Only 47% of millionaires, defined as those with a net worth of $1 million to $5 million in assets not including their primary residence, say they still want to be actively involved in the day-to-day management of their investments, which represents a substantial decline from the 65% that expressed the desire in 2010 and 69% in 2009.
For ultra-high-net-worth investors, those with a net worth of $5 million to $25 million, the results are similar. Only half want to be actively involved now, compared to 63% in 2010 and 67% in 2009.
Spectrem, a consulting firm specializing in the affluent and retirement markets, conducted the study of 1,484 households with a net worth of $1 million (not counting the primary residence) to $5 million, and 649 households with $5 million to $25 million.
The number of wealthy who say they actively enjoy doing their own investing declined to 45% in 2011 from 64% in 2009 and for the ultra high net worth the percentage dropped to 54% in 2011 from 63% in 2009.
Millionaire investors ages 65 and up are the more likely to be hands-on in the daily management of their investments, but even in this age group, interest has declined. Half now say they like to be actively involved, down from 68% in 2010.

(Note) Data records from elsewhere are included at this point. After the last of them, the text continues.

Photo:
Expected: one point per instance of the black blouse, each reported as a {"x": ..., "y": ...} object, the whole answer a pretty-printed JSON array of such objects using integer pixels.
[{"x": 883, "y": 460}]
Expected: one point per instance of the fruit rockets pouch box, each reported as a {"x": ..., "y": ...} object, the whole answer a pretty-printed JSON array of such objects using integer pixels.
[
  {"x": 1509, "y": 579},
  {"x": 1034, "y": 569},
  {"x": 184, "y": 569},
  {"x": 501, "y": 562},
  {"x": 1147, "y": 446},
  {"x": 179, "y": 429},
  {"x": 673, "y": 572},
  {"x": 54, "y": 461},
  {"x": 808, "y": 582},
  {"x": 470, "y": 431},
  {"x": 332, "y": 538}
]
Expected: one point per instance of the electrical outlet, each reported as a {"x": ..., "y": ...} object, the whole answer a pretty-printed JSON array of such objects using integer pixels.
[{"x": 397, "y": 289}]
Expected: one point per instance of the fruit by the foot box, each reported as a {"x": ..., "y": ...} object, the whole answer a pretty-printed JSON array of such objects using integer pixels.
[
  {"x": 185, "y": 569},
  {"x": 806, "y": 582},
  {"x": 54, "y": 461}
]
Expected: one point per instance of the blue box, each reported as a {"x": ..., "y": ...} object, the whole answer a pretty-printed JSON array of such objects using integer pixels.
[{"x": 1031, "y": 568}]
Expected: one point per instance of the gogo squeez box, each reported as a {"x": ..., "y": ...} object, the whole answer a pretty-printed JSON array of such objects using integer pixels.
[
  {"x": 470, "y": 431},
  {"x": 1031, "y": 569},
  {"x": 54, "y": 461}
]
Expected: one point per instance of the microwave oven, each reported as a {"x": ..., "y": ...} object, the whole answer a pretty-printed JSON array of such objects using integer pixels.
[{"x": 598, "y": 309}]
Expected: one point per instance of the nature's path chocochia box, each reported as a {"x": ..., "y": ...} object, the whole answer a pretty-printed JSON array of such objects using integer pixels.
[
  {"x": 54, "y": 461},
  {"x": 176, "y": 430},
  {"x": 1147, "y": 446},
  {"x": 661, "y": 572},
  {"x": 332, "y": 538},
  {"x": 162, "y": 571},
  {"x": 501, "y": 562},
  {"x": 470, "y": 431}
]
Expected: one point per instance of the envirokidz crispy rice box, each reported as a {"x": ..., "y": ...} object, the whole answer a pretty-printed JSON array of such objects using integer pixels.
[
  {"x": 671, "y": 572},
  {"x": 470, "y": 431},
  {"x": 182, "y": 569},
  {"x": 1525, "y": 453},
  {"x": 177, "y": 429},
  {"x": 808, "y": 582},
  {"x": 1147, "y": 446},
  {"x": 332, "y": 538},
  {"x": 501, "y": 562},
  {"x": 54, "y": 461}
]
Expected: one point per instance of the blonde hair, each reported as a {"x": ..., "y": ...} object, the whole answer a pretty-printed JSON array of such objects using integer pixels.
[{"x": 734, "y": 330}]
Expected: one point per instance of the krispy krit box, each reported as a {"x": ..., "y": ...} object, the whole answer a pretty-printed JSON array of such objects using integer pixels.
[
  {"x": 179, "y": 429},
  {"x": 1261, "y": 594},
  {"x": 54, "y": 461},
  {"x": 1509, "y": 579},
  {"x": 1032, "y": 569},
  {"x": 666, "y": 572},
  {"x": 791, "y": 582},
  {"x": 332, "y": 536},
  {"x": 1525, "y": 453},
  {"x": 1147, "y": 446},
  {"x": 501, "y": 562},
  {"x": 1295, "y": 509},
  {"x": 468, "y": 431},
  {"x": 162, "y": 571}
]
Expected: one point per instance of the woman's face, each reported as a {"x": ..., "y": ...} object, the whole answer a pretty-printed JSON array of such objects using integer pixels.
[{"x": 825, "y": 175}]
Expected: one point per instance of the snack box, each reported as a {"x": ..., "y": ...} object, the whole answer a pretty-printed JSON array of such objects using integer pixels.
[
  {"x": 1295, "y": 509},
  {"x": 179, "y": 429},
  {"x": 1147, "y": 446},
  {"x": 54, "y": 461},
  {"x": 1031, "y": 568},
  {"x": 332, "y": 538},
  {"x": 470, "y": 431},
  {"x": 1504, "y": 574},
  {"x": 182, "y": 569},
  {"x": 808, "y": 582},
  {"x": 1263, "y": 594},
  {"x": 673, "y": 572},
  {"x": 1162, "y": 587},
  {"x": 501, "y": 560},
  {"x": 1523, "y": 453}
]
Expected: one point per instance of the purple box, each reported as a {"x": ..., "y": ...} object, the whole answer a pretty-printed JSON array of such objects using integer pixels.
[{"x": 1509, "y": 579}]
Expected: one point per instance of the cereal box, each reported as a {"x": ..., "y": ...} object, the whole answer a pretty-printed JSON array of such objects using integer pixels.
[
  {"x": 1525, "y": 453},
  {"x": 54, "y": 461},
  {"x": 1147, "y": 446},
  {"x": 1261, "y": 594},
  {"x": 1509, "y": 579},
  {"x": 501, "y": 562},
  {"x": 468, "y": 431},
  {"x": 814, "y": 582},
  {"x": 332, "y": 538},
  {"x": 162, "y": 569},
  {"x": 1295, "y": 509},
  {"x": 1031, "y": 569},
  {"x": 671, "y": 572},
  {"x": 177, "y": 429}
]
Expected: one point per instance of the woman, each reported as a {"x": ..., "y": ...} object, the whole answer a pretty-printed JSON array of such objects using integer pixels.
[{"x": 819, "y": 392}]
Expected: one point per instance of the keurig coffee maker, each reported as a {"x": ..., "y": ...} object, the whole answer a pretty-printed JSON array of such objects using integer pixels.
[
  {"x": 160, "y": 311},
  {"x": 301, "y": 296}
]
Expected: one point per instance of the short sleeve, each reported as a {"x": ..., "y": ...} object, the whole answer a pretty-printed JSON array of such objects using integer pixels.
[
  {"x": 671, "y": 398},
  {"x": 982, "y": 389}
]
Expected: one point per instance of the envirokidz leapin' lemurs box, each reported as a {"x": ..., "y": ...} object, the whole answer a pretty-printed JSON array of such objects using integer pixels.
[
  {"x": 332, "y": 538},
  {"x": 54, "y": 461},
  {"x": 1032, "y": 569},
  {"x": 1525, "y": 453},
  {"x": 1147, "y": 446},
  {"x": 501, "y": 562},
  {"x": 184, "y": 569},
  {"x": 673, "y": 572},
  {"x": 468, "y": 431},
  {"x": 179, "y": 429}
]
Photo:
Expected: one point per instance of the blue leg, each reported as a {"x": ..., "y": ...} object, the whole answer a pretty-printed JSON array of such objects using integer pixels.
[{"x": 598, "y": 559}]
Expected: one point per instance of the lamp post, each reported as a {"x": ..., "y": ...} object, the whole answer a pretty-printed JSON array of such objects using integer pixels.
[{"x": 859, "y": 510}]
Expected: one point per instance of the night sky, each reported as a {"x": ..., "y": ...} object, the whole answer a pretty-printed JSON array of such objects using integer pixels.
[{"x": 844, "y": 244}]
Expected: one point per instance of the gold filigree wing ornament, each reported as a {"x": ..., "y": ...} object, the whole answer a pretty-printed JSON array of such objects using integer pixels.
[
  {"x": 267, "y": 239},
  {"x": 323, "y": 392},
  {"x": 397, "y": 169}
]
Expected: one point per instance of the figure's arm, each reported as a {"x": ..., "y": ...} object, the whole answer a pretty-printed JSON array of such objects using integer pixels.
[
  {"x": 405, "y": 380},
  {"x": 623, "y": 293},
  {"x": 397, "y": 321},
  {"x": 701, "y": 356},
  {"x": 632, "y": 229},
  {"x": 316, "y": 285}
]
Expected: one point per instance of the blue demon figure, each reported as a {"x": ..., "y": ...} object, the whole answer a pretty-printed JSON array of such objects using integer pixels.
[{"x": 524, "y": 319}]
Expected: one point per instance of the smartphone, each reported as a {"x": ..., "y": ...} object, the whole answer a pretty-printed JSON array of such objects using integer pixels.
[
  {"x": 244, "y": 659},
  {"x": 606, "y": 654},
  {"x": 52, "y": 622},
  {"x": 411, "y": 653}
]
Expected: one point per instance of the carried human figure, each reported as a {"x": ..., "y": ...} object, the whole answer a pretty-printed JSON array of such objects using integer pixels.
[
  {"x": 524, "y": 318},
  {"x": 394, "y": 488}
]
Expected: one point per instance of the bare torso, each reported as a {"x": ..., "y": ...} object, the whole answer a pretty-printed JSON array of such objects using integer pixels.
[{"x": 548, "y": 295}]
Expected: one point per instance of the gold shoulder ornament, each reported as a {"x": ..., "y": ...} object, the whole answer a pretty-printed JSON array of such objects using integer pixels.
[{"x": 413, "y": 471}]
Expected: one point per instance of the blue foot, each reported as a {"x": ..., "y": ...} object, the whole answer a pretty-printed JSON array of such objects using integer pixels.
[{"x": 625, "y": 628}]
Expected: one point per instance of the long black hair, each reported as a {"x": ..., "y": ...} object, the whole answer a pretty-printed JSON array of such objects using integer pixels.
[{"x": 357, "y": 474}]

"Wealthy Americans may simply be experiencing investor fatigue, prompting them to pull back and allow their advisors to take the lead in managing their assets," said George H. Walper Jr., Spectrem Group president. This was after "they underwent a period of intense vigilance and participation during the financial crisis."
During the crisis, millionaire investors may have been shaken by the loss of their net worth and felt they needed to take a more active role in their money management, Spectrem said. Millionaire households saw their assets decline 30% during the economic downturn. Nearly one-fifth (17%) of millionaires absorbed declines greater than 40%.